According to BetterCyber tweet, an unidentified threat group launched a ransomware attack on the Port of Lisbon and took down their website. The website is still unavailable to visitors at the time of writing and shows a “The connection was reset” message.
None of the ransomware groups have claimed the breach yet. Generally, it would take about 2-4 weeks for them to announce if the negotiations fail,” said a dark web researcher commissioned by The Cyber Express to track possible leads on the attack.
The Port of Lisbon, the 3rd largest port in Portugal 🇵🇹, suffered a #ransomware attack on December 25. Their website is currently unreachable…

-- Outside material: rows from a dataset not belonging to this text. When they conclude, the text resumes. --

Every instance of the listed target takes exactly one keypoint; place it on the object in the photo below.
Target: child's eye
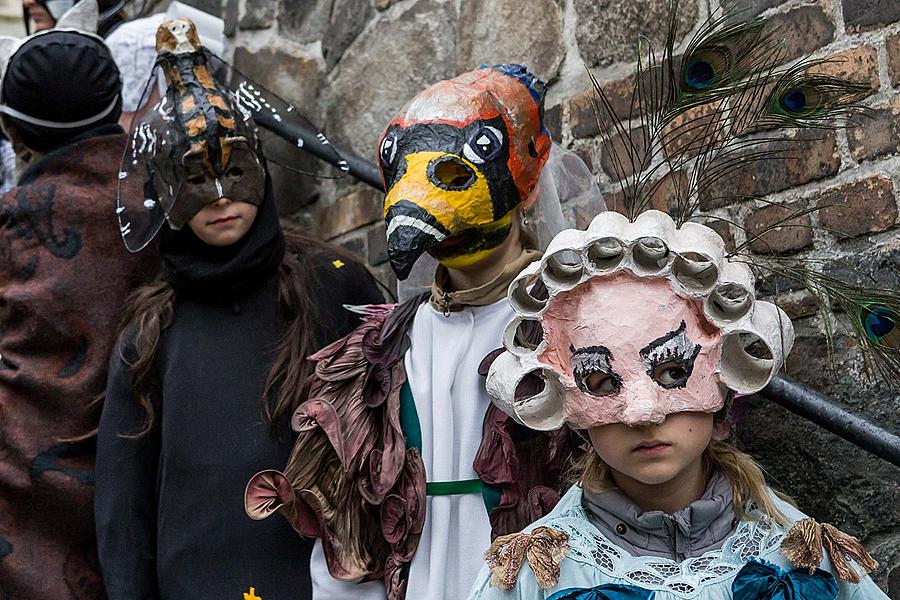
(670, 374)
(599, 383)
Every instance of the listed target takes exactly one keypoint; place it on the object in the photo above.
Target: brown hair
(151, 308)
(748, 482)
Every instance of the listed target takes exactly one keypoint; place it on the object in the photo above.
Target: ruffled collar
(446, 301)
(701, 526)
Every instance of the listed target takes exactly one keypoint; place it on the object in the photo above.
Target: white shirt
(442, 370)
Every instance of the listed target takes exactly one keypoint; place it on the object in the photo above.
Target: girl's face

Source 👉 https://t.co/HjNjQNU1tU via @Publico pic.twitter.com/uLUo0PgeCj
— BetterCyber (@_bettercyber_) December 26, 2022
Port of Lisbon: Critical infrastructure
The Port of Lisbon is the largest port in Portugal and a central transportation hub. It is divided into two main areas: commercial and leisure ports. The commercial port is responsible for handling a variety of cargo, including container ships, bulk carriers, and roll-on/roll-off (RoRo) vessels. On the other hand, recreational boats and yachts primarily use the leisure port.
Over the years, the port has implemented various advanced technologies to improve efficiency, reduce environmental impacts, and enhance safety and security. These technologies are interconnected with electronics and computers, and a cyberattack on any of these technologies and machinery can result in severe damage to the city and its people.
It is still unclear what data was compromised and who is the attacker behind the ransomware, but seeing the drop in website uptime hints that some critical infrastructure could have been compromised. The company says that “all security protocols and response measures planned for this type of occurrence were quickly activated,” reported the Portuguese daily national newspaper, Público.
The security protocols have started mitigating the attack, and the National Cybersecurity Center and the Judiciary Police are monitoring the situation, said the report. The Administration of the Port of Lisbon (APL) is also involved with competent authorities to minimize the damage and protect the systems, security, and the associated data with the port.